La lutte pour conquérir l'agent de voyages

Thomas Cook compare

Les soirées régionales ‘’Dine ’n Meet’’ lors desquelles Thomas Cook a présenté l’offre d’été 2017 aux agents de voyages a attiré pas mal de monde : 500 d’entre eux se sont déplacés pour venir aux nouvelles, mais aussi pour entendre le positionnement de Thomas Cook en matière de commission et de politique de distribution. Le tout sur fond de comparaison avec son principal concurrent sur le marché.

Je l’avoue, pour un commentateur qui voit tout cela du bord du terrain, ce sont des temps bénis. TUI a saisi l’occasion de son rebranding pour effectuer une refonte de sa politique de distribution aussi bien pour les franchisés que pour la distribution ‘’third party’’. Thomas Cook a décidé que c’était aussi le bon moment pour débarquer avec de nouvelles armes dans l’arène et d’entamer ouvertement les hostilités pour conquérir l’agent de voyages. Après quelques années centrées sur la marque directe Neckermann, les troupes aux couleurs de Thomas Cook sont maintenant particulièrement bien affutées. Le combat est engagé comme cela a été clairement démontré dans la première partie des présentations.

Cela fait quelques années qu’il n’y a pas eu autant d’électricité dans l’air entre les deux TO. Les renvois aux ‘’concurrents-collègues’’ ont été nombreux bien que TUI n’ait jamais été cité nommément, ce qui fait probablement partie du jeu.

Pour Thomas Cook, c’est clair : ils veulent récupérer et asseoir leur position auprès de l’agent de voyages. Près de 60% des temps de présentations lors des Meet ’n Greet ont été consacrés à avancer des arguments pour que l’agent de voyages ne puisse que choisir Thomas Cook. Et les commissions ont occupé dans cette optique une place centrale.

 

 

Thomas Cook a opté consciemment pour une attaque frontale avec des comparaisons pour faire passer un message hyper clair : ‘’si vous choisissez de vendre des produits Thomas Cook à votre client, vous gagnerez plus que si vous vendez des produits de notre concurrent à votre client’’. Une fois encore, cela fait des années que la lutte entre les deux parties n’a pas été aussi ouverte et aussi âpre. Les échelles de commissions ont été mises en parallèle, les conditions de chiffres d’affaires minimum ont été comparées entre elles.
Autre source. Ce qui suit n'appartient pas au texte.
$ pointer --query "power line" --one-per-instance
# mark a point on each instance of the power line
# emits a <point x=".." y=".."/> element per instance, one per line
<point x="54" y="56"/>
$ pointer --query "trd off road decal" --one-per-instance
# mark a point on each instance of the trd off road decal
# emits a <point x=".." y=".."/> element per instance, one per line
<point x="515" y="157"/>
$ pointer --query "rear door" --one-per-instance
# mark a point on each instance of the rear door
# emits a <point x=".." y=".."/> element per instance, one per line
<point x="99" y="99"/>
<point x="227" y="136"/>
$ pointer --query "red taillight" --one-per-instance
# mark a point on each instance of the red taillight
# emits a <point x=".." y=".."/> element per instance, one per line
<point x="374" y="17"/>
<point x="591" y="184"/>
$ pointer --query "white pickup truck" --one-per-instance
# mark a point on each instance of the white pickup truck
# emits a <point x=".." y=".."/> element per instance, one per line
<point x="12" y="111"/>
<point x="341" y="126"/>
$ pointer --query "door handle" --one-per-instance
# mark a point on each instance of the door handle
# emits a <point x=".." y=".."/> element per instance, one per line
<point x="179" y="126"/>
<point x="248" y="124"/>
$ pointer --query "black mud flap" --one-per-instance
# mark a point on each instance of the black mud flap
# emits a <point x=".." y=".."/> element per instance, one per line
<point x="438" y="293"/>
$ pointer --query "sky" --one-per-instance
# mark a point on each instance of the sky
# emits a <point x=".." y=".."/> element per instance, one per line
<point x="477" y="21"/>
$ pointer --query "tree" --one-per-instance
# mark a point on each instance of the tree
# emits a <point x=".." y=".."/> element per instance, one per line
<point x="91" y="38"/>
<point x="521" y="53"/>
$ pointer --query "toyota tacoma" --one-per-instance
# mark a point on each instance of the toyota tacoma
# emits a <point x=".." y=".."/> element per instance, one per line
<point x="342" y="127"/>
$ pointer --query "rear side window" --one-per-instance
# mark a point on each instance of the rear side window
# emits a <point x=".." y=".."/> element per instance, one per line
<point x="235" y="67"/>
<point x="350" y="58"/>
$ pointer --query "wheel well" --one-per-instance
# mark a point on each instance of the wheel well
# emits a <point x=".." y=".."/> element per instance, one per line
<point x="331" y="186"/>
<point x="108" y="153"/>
Cela a commencé avec les vacances en avion pour passer en revue chaque ligne de produit. La teneur du message devait être claire sans s’embarrasser de nuances et la façon de le présenter avait été soigneusement préparée pour aller droit au but. La devise était tout simplement ‘’Show me the money’’.

 

 

 

 

 

La même méthode a été appliquée aux produits auto & city : d’abord barrer les échelles de commission du concurrent pour mettre en avant la commission de base de Thomas Cook.  

 

Pour être complet : les spécialistes… 

 

 

Pour conclure, toutes les données ont été rassemblées sur un slide on ne peut plus clair lui aussi : les conditions de collaboration du concurrent direct ont été analysées en profondeur et un message se dégageait nettement : tout parle en faveur de TC, point. Cela faisait longtemps que de tels arguments n’avaient été mis, et même jetés, d’une manière aussi directe sur la table.

 

 

Réactions dans l’assistance : les propriétaires d’agences de voyages prenaient des notes fébrilement, voire rageusement, les plus jeunes collaborateurs regardaient avec de grands yeux ces arguments massue.  Le combat pour les agents de voyages est à nouveau engagé et beaucoup ne sont clairement pas habitués à cela.

Il ne fait aucun doute que la partie adverse va aussi se pencher sur ces chiffres et avancer ses arguments là où c’est possible pour contrer les grandes lignes de cette offensive et y apporter des nuances. La commission supplémentaire de 1% pendant la période des réservations anticipées a été la cerise sur le gâteau de cette série de présentations. C’est aussi un coup porté à ce qui semblait improbable jusqu’il y a peu : l’octroi d’une commission supplémentaire pour influencer la décision de l’agent de voyages et donc une part de marché potentielle. Dans le même temps, cette mesure potentiellement coûteuse est la meilleure preuve que la lutte risque d’être acharnée. Nous sommes impatients de connaître les premiers résultats des réservations anticipées. Ils ne seront évidemment jamais officiellement communiqués, mais comme nous sommes curieux de nature, nous allons laisser traîner nos yeux et nos oreilles ici et là pour le savoir.